Tuesday, March 27, 2012

Watch Out for Stress Overload

Brain illnesses are stressful--not only for the person who has the illness but also for the companion or family member who is caring for that person. When our role has unexpectedly become that of “caregiver,” we soon find it is an entirely different world than just fluffing up pillows and ladling out chicken soup.

The life of a caregiver can be demanding, usually more stressful than we had ever imagined. Faced with baffling medical symptoms, we may find ourselves having to make doctor appointments, keep track of medications, take care of finances--only to be the target of undeserved criticism and abuse. When did we sign up for this? we may even wonder. When things in our life upset us on a continuing basis, our feeling of being frazzled and overwhelmed may be our bodies warning us that our own health may be getting dangerously out of balance.

Scientists tell us that stress is a normal response to circumstances that are making us feel threatened. When our bodies go into a “fight-or-flight” reaction mode, sometimes referred to as stress response, it is our way of protecting our self. It’s automatic, and can even save our life. However, specialists also warn us that beyond a certain point too much stress stops being helpful and can cause significant damage to our health, more than we may realize.

Stress overload can affect our mind, body and behavior in a number of ways. We’re told that different people experience stress differently. Some of us become agitated or angry and overly emotional. Others become depressed and withdraw from normal activities. Sometimes, unfortunately, an overload of stress can even paralyze us.

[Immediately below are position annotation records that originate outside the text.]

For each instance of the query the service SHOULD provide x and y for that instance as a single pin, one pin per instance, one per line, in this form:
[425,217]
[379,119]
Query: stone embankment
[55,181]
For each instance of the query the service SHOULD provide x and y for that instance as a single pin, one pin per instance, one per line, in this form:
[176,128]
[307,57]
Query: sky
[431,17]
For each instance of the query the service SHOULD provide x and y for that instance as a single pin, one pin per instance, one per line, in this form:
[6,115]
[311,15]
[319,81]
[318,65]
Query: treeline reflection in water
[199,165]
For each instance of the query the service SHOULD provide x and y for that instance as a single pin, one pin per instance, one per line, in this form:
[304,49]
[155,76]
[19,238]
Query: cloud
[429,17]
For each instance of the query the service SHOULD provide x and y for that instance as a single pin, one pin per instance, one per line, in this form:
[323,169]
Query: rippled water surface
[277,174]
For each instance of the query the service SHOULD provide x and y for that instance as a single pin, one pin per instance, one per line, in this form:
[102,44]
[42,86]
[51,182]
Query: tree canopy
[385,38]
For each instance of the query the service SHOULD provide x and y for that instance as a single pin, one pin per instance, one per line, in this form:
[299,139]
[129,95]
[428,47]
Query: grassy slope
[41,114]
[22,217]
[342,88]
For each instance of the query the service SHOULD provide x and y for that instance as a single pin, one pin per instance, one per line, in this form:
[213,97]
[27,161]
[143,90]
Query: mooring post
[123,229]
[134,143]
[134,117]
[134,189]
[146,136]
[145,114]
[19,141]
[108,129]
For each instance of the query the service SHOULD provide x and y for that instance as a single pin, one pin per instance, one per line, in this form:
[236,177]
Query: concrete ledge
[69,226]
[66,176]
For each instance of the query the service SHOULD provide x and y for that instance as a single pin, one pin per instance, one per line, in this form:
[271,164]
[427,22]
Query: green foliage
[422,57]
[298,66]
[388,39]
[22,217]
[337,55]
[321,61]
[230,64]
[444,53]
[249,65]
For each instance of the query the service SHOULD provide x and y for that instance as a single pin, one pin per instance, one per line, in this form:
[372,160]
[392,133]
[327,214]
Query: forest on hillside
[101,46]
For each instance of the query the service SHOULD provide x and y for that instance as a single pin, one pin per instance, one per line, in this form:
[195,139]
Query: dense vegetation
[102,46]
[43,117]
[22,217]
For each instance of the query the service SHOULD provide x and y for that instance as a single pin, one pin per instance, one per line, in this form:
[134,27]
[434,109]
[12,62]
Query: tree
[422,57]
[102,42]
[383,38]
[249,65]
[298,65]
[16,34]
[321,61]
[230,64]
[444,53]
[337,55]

Knowing our stress limit is very important. If we feel our tolerance level maxing out it may be time to talk to a therapist or doctor. Supportive friends and family members can help; we don’t want to allow ourselves to isolate. It’s important to keep an optimistic outlook, and this may be a time when spiritual guidance could make a positive difference. We should all learn how to become calm without resorting to drugs or alcohol. Remember, we are the best ones to monitor our stress level. It’s very important for caregivers to always have that in mind in order to keep our emotions in balance while maintaining our own health.

Caregivers must take care of themselves if they’re going to be physically and mentally able to care for a loved one who has a brain illness. There are few things more important than caring for an ailing loved one. Caring for ourselves first, however, may be one of them.